Sukses

Amankah Diet Ketogenik?

Diet kategonik merupakan tren terbaru dalam menurunkan berat badan. Namun apakah sebenarnya diet ini? Amankah untuk dilakukan?

Klikdokter.com, Jakarta Sejak dahulu sampai sekarang, diet memang selalu ramai dibicarakan. Trennya pun beragam, seperti salah satu yang sedang marak yaitu diet ketogenik. Sebenarnya bagaimana cara kerja diet ini?

Tubuh manusia membutuhkan energi untuk dapat menjalankan fungsinya. Biasanya, sumber energi didapatkan dari pembakaran glukosa atau gula dalam tubuh. Prinsip diet ketogenik adalah diet rendah karbohidrat secara ekstrem, sehingga tubuh membakar lemak sebagai sumber energi dan menghasilkan molekul keton.

Proses pembakaran lemak tersebut disebut ketosis. Ketosis adalah bentuk lebih ringan dari ketoasidosis. Ketoasidosis merupakan salah satu keadaan gawat darurat dan dapat menyebabkan kematian pada penderita diabetes.

Walaupun sedang popular belakangan ini, sebenarnya diet ketogenik ini telah digunakan selama hampir seratus tahun. Diet ketogenik telah diterapkan untuk membantu mengatasi kejang pada beberapa kasus epilepsi.

Penelitian pada sembilan belas ribu subyek di Italia membuktikan, diet ketogenik menurunkan berat badan secara cepat dan sedikit efek samping. Selain itu, penurunan berat badan dapat bertahan hingga setahun.
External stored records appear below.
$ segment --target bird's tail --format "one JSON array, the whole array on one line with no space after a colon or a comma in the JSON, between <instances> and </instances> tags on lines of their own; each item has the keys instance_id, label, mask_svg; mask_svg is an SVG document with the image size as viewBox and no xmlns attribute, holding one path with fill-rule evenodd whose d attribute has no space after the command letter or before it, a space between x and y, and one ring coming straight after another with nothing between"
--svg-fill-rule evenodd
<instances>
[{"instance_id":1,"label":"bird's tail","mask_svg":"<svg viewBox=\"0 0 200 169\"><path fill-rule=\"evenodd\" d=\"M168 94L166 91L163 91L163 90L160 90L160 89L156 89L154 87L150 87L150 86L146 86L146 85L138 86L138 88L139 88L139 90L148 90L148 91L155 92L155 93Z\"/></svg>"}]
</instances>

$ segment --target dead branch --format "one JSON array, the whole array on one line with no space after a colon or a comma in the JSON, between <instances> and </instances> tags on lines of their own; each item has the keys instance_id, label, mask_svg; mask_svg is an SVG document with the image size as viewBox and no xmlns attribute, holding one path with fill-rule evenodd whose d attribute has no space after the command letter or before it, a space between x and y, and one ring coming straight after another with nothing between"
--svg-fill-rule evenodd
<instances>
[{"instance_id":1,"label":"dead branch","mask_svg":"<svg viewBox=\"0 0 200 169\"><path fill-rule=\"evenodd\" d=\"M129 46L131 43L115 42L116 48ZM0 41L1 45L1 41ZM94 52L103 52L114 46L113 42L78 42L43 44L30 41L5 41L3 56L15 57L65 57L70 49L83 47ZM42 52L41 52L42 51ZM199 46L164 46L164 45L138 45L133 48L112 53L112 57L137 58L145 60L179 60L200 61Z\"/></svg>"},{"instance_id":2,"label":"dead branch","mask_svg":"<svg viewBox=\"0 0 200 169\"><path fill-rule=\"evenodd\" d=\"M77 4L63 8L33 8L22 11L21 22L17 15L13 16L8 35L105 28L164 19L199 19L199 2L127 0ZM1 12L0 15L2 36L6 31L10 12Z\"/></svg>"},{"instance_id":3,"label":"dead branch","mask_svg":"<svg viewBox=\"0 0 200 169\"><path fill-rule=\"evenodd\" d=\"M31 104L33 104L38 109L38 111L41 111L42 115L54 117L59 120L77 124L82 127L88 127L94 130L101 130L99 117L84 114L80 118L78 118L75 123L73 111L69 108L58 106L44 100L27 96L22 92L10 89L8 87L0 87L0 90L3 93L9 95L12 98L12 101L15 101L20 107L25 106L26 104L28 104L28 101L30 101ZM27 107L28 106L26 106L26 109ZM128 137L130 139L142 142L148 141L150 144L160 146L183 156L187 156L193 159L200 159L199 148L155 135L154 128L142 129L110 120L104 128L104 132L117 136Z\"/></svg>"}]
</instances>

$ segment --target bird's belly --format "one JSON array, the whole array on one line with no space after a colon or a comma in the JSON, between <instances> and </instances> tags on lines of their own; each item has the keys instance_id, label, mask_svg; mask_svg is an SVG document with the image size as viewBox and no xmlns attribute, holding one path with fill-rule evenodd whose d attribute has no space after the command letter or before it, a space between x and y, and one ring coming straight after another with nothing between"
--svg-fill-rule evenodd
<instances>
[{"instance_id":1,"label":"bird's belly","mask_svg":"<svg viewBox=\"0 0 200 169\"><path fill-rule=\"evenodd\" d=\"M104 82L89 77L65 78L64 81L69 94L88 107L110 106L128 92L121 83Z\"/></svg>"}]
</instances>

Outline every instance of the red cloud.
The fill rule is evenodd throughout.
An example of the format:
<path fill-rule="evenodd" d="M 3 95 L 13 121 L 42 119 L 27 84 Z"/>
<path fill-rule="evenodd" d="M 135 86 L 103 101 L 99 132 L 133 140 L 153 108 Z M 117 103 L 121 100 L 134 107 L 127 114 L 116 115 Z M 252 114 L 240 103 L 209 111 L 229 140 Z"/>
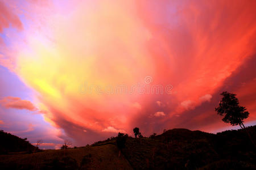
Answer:
<path fill-rule="evenodd" d="M 37 110 L 37 108 L 30 101 L 21 100 L 20 98 L 17 97 L 6 97 L 0 100 L 0 104 L 6 108 L 27 109 L 31 111 Z"/>

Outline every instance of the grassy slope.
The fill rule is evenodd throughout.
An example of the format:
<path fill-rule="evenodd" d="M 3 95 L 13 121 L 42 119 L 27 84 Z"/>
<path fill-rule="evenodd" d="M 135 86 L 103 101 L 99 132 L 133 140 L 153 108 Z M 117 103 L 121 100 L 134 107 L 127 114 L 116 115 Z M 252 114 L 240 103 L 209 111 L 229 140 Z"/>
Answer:
<path fill-rule="evenodd" d="M 113 144 L 0 155 L 0 169 L 132 169 Z"/>
<path fill-rule="evenodd" d="M 247 130 L 256 141 L 256 126 Z M 121 158 L 115 140 L 67 151 L 0 155 L 0 169 L 256 169 L 255 147 L 244 130 L 213 134 L 174 129 L 152 138 L 129 137 Z"/>

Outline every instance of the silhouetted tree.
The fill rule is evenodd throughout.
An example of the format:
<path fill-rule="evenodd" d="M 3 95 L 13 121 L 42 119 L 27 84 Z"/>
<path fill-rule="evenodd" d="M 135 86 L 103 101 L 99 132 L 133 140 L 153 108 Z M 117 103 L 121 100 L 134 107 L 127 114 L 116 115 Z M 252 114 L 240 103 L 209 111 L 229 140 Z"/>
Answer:
<path fill-rule="evenodd" d="M 230 123 L 232 126 L 239 125 L 242 129 L 243 120 L 248 117 L 249 113 L 245 107 L 239 105 L 236 95 L 224 91 L 221 94 L 223 96 L 219 103 L 219 106 L 215 108 L 217 114 L 224 116 L 222 121 L 225 123 Z"/>
<path fill-rule="evenodd" d="M 43 140 L 40 139 L 36 141 L 36 147 L 39 147 L 43 143 Z"/>
<path fill-rule="evenodd" d="M 135 136 L 135 138 L 137 138 L 137 135 L 139 134 L 139 129 L 138 128 L 135 128 L 133 129 L 133 133 Z"/>
<path fill-rule="evenodd" d="M 139 136 L 139 138 L 143 138 L 143 136 L 141 134 L 141 133 L 139 133 L 139 134 L 138 134 L 138 135 Z"/>
<path fill-rule="evenodd" d="M 126 142 L 126 139 L 128 138 L 128 134 L 122 133 L 118 133 L 117 138 L 117 145 L 119 148 L 119 155 L 120 157 L 121 152 L 122 150 L 125 147 L 125 142 Z"/>

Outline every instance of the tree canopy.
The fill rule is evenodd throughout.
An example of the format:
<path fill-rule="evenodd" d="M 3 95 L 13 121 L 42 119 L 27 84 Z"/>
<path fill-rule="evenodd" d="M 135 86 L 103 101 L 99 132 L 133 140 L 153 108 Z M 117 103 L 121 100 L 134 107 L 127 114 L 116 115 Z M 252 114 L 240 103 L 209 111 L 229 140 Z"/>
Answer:
<path fill-rule="evenodd" d="M 215 108 L 217 114 L 224 116 L 222 121 L 229 123 L 232 126 L 239 125 L 245 128 L 243 120 L 247 118 L 249 113 L 244 107 L 239 105 L 238 99 L 236 95 L 224 91 L 221 94 L 223 96 L 219 103 L 218 107 Z"/>

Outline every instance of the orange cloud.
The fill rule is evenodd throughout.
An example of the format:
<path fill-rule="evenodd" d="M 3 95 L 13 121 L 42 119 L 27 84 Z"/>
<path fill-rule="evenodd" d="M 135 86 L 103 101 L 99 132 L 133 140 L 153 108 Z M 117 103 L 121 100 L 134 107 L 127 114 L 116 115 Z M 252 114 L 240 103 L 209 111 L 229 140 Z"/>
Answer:
<path fill-rule="evenodd" d="M 7 108 L 27 109 L 35 111 L 37 108 L 28 100 L 22 100 L 19 97 L 8 96 L 0 100 L 0 104 Z"/>
<path fill-rule="evenodd" d="M 148 133 L 161 126 L 206 127 L 197 120 L 211 117 L 191 113 L 217 102 L 214 94 L 256 53 L 254 1 L 67 3 L 26 7 L 35 18 L 26 18 L 11 61 L 36 92 L 39 109 L 47 110 L 44 119 L 77 141 L 138 125 Z M 172 93 L 102 90 L 138 84 L 171 85 Z M 15 100 L 9 107 L 35 109 Z"/>

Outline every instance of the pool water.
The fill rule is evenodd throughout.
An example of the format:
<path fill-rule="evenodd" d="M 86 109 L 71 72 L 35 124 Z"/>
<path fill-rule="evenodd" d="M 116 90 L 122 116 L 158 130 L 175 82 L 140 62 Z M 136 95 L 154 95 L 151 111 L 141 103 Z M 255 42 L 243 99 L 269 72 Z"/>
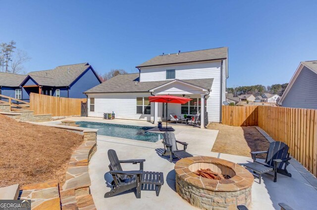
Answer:
<path fill-rule="evenodd" d="M 145 142 L 156 142 L 163 138 L 161 134 L 146 132 L 151 127 L 134 126 L 101 122 L 80 121 L 76 124 L 80 127 L 98 129 L 97 134 L 104 136 L 123 138 Z"/>

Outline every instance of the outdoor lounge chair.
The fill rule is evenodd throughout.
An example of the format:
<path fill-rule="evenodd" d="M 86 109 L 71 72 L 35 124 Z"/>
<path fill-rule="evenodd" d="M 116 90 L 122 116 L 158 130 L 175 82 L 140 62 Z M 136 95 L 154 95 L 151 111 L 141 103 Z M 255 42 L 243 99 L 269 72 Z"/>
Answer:
<path fill-rule="evenodd" d="M 194 126 L 200 124 L 200 114 L 195 114 L 194 116 L 194 120 L 190 119 L 187 121 L 187 124 L 193 124 Z"/>
<path fill-rule="evenodd" d="M 288 149 L 288 146 L 283 142 L 271 142 L 267 151 L 251 152 L 253 162 L 243 164 L 243 165 L 253 171 L 253 175 L 259 177 L 259 184 L 261 183 L 262 174 L 270 171 L 274 172 L 274 182 L 276 182 L 277 173 L 291 177 L 292 174 L 286 169 L 286 167 L 289 164 L 288 160 L 291 158 L 289 157 Z M 257 155 L 263 153 L 267 154 L 265 160 L 263 163 L 258 162 L 256 159 Z"/>
<path fill-rule="evenodd" d="M 154 185 L 157 196 L 158 196 L 161 186 L 164 184 L 163 173 L 144 171 L 143 162 L 145 159 L 128 159 L 119 160 L 115 151 L 108 150 L 108 158 L 110 160 L 109 173 L 112 176 L 112 188 L 105 194 L 105 198 L 109 198 L 123 192 L 136 188 L 137 198 L 141 198 L 142 185 Z M 123 171 L 121 163 L 140 163 L 140 170 Z"/>
<path fill-rule="evenodd" d="M 175 117 L 175 116 L 176 116 L 176 118 Z M 180 122 L 181 121 L 181 118 L 180 116 L 177 116 L 174 114 L 174 113 L 169 114 L 169 118 L 170 118 L 170 120 L 171 122 L 175 122 L 176 124 L 177 124 L 177 122 Z"/>
<path fill-rule="evenodd" d="M 186 142 L 182 142 L 177 141 L 175 138 L 174 133 L 166 131 L 163 134 L 163 144 L 165 150 L 162 156 L 169 156 L 169 161 L 173 162 L 173 156 L 179 159 L 182 158 L 192 157 L 193 156 L 186 152 L 188 144 Z M 183 150 L 178 150 L 176 143 L 184 146 Z"/>

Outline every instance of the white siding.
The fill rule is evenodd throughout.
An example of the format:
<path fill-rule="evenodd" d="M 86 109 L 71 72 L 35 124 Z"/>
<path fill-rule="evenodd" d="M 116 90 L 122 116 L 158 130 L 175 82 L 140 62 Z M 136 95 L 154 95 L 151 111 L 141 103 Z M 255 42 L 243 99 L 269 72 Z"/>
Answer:
<path fill-rule="evenodd" d="M 150 96 L 150 93 L 136 93 L 89 94 L 88 116 L 103 117 L 104 113 L 113 111 L 117 118 L 150 121 L 151 117 L 150 115 L 136 113 L 136 98 Z M 95 98 L 95 111 L 89 110 L 90 98 Z M 153 115 L 153 104 L 151 105 L 151 111 Z"/>
<path fill-rule="evenodd" d="M 172 69 L 175 69 L 176 79 L 180 80 L 213 78 L 213 72 L 219 72 L 221 64 L 218 61 L 143 67 L 141 68 L 140 81 L 165 80 L 166 70 Z"/>

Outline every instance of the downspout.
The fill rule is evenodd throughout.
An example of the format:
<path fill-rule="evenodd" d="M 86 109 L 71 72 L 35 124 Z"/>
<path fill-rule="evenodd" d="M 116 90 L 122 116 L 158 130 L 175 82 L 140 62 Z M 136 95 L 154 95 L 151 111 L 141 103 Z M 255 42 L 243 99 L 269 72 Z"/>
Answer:
<path fill-rule="evenodd" d="M 221 60 L 221 65 L 220 67 L 220 113 L 219 113 L 219 121 L 220 123 L 222 122 L 222 64 L 223 64 L 223 60 Z"/>
<path fill-rule="evenodd" d="M 139 82 L 140 82 L 140 77 L 141 77 L 141 69 L 138 67 L 136 67 L 139 70 Z"/>
<path fill-rule="evenodd" d="M 208 93 L 207 94 L 204 95 L 204 102 L 205 102 L 206 100 L 206 96 L 209 96 L 209 94 L 210 94 L 210 89 L 208 89 Z M 205 105 L 204 105 L 204 106 L 205 107 Z M 206 109 L 207 109 L 207 106 L 206 106 Z M 207 110 L 205 110 L 205 112 L 207 112 Z M 205 116 L 205 113 L 204 114 L 204 116 Z M 205 117 L 206 117 L 206 116 L 205 116 Z M 204 121 L 205 122 L 205 120 L 204 120 Z M 204 126 L 205 127 L 205 128 L 207 128 L 207 126 L 206 126 L 206 125 L 204 125 Z"/>
<path fill-rule="evenodd" d="M 155 95 L 153 95 L 153 93 L 152 92 L 150 92 L 150 93 L 151 93 L 151 96 L 155 96 Z M 155 116 L 155 103 L 154 103 L 154 119 L 154 119 L 153 124 L 154 124 L 154 122 L 155 122 L 155 118 L 156 117 L 158 117 L 157 116 L 157 117 Z"/>
<path fill-rule="evenodd" d="M 86 94 L 85 94 L 85 95 L 86 95 L 86 97 L 87 97 L 87 101 L 86 102 L 86 117 L 88 117 L 88 95 L 87 95 Z"/>

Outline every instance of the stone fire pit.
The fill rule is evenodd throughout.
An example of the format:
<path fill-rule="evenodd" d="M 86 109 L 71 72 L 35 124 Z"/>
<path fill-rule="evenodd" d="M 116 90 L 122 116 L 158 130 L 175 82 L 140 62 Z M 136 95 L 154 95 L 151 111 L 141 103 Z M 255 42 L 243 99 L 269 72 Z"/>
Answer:
<path fill-rule="evenodd" d="M 231 178 L 222 180 L 198 176 L 198 169 L 210 168 Z M 253 175 L 243 166 L 215 158 L 199 156 L 178 161 L 175 165 L 176 192 L 192 205 L 211 210 L 213 207 L 237 209 L 251 203 Z"/>

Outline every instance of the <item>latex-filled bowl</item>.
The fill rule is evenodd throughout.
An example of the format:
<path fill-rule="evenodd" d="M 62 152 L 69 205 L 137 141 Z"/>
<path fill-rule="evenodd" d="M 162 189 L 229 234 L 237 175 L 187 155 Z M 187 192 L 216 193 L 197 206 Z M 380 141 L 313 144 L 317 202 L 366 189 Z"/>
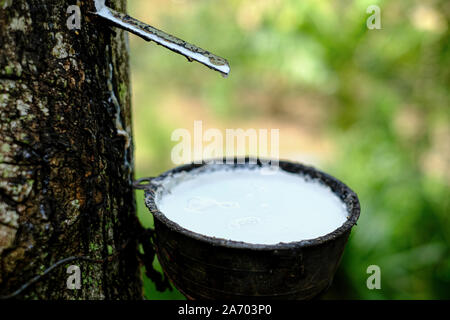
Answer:
<path fill-rule="evenodd" d="M 149 179 L 157 182 L 208 164 L 184 165 Z M 249 165 L 223 164 L 234 167 Z M 257 166 L 262 166 L 258 160 Z M 345 203 L 346 222 L 333 232 L 311 240 L 275 245 L 250 244 L 205 236 L 169 220 L 155 198 L 161 185 L 145 187 L 145 202 L 153 214 L 159 261 L 173 284 L 190 299 L 311 299 L 328 289 L 352 227 L 360 214 L 356 194 L 336 178 L 312 167 L 280 161 L 290 173 L 329 186 Z"/>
Pada beberapa penelitian, diet ketogenik dibuktikan ampuh menurunkan berat badan pada orang-orang dengan obesitas. Sayangnya, belum banyak yang membahas diet ini jika dilakukan untuk tujuan kosmetik atau kecantikan.

Lantas, bagaimana dengan efek jangka panjangnya? Kritikus memaparkan, penurunan berat secara cepat umumnya hanya berkaitan dengan berkurangnya kandungan air dalam tubuh.

Selain itu, dengan mengurangi asupan karbohidrat secara ekstrem, Anda juga memasuki fase starvation atau kelaparan, sehingga menyebabkan penurunan masa otot. Regulasi tubuh juga akan berubah untuk meminimalisir pembuangan energi, sehingga malah semakin sulit untuk mengurangi berat badan.

Selanjutnya, para ahli berargumen, belum ada studi yang cukup mengenai jenis karbohidrat yang perlu dikurangi dalam diet ketogenik. Seperti diketahui, berbagai sumber karbohidrat memiliki efek yang berbeda terhadap gula darah, sehingga efek dari pengurangan jenis karbohidrat yang satu dengan yang lainnya dapat berbeda.

Diet kategonik memang merupakan tren terbaru dalam menurunkan berat badan. Bila tertarik, Anda boleh saja menerapkannya. Namun karena diet ini cukup ekstrem, Anda perlu melakukannya di bawah pengawasan tenaga ahli, dokter, atau ahli gizi.

[BA/ RH]

1 Komentar

  • Berkurangnya kandungan air hanya terjadi pada bulan pertama. Bulan kedua dan seterusnya baru pembakaran lemak. Saya rasa kajiannya kurang lama, karena yg ada lagi 1 jenis diet yg lebih fleksible tanpa puasa. Tentunya penurunan badannya jauh lbh lambat daripada diet keto, tp aman dlm jangka panjang.